Milk is the unsung hero of any gym-goer’s fridge.
Kinda like Quincy Jones, the man behind Michael Jackson’s finest work. Or the guy who invented that “hide all posts” button on Facebook just before your friend started selling “detox tea”.
We all have that one friend who encourages us to ditch bodybuilding supplements and start chugging a pint of milk after the gym.
But do we listen?
Do we fuck.
We continue with whey, and the barrage of added extras we’ve combined it with over the years that leave us feeling like an undercover drugs mule while pulling our shaker from our locker.

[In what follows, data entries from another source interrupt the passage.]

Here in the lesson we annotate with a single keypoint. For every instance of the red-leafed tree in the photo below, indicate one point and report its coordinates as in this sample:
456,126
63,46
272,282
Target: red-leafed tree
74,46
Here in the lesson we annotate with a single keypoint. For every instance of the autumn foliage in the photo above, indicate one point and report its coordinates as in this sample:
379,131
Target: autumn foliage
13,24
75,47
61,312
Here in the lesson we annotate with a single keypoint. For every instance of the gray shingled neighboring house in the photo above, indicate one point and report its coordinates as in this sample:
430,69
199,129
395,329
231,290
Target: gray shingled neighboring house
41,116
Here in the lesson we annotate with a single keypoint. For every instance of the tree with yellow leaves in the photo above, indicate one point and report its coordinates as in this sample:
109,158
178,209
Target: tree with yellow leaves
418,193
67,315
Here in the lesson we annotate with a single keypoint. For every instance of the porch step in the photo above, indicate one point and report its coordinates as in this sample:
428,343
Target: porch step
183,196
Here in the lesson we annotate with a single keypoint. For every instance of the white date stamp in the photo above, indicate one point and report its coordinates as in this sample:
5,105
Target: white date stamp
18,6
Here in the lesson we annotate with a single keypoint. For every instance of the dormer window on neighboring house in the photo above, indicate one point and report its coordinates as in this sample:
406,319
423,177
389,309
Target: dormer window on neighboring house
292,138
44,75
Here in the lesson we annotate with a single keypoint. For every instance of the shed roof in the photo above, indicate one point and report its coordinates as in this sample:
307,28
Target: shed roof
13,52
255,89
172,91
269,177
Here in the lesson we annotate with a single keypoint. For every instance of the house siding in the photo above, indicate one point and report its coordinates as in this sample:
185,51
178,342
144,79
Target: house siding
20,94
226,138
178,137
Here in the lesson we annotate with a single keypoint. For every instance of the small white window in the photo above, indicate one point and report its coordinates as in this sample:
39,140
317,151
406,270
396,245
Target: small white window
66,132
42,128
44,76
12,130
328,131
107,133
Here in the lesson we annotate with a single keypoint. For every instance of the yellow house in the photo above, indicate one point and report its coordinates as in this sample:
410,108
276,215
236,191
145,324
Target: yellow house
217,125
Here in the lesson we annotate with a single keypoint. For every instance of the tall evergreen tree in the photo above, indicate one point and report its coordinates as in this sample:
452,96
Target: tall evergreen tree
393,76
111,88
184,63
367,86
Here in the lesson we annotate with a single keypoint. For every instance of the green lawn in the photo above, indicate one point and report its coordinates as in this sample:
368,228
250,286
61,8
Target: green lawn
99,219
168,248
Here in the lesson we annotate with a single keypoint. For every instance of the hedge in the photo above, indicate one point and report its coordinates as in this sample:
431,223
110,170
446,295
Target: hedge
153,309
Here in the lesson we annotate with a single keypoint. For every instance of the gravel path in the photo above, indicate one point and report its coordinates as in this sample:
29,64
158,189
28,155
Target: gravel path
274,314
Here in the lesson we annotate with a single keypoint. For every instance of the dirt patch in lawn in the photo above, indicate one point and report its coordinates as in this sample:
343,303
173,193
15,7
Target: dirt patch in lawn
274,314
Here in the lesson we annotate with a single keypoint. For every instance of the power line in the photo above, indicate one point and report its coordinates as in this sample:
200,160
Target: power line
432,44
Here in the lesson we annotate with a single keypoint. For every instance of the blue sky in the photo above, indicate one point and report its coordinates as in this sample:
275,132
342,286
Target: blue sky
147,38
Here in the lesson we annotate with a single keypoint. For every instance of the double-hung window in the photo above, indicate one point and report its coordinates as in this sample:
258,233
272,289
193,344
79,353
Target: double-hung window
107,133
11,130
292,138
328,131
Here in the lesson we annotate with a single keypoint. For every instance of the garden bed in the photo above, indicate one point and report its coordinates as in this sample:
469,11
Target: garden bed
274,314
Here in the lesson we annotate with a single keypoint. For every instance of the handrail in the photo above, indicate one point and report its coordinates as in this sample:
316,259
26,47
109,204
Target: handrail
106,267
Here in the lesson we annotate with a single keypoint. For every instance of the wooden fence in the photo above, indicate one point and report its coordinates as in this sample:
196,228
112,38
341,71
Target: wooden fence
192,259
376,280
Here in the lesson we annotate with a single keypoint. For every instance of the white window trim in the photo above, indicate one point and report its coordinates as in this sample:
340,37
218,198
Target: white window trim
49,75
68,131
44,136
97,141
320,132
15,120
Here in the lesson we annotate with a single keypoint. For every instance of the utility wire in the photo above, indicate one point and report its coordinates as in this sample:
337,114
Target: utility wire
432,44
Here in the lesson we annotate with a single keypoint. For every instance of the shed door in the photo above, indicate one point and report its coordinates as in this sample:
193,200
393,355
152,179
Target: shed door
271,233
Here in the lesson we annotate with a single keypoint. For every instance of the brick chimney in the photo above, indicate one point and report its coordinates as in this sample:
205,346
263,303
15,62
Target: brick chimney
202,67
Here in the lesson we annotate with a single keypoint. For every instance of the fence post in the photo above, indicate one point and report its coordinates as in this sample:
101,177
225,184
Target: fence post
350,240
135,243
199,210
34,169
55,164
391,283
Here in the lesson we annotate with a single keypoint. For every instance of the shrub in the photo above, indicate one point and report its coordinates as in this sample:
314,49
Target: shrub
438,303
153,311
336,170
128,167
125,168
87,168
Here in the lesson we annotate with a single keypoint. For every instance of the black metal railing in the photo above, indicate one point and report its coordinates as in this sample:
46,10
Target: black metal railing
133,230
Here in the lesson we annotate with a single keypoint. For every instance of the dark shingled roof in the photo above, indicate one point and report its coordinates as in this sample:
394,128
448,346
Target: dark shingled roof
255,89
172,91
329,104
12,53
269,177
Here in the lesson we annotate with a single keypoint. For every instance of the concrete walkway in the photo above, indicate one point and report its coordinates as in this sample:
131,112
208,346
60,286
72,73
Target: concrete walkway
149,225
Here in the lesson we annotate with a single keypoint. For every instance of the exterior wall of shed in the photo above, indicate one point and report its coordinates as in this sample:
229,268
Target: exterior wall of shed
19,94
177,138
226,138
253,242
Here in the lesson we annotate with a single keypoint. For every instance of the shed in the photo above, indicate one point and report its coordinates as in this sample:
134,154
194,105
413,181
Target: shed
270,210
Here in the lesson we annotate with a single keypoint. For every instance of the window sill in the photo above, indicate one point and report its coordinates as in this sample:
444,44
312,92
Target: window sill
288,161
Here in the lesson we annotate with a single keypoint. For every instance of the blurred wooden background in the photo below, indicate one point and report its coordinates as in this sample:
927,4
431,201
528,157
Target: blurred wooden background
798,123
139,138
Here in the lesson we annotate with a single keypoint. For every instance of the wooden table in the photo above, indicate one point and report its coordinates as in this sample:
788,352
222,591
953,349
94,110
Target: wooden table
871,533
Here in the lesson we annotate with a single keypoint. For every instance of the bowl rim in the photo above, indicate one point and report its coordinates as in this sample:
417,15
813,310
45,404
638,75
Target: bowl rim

After all, that friend usually also has a goatee, recommends eating raw beetroots, or “living like a caveman” (despite shopping at Tesco), so we drop this suggestion in the crazy bin.
But we shouldn’t.
Look, telling you that you can drink milk for protein pretty much violates every rule of muscle building magazines.
On those glossy pages, you’re told to spend your hard earned cash on every protein powder under the sun in your quest to look like that guy on the magazine cover (despite the fact that the main supplement he’s using is Vitamin S).
So please bear in mind that by saying “you could just drink milk for your protein” I’m leaving myself open to a sneak attack from a team of highly trained assassins with huge biceps.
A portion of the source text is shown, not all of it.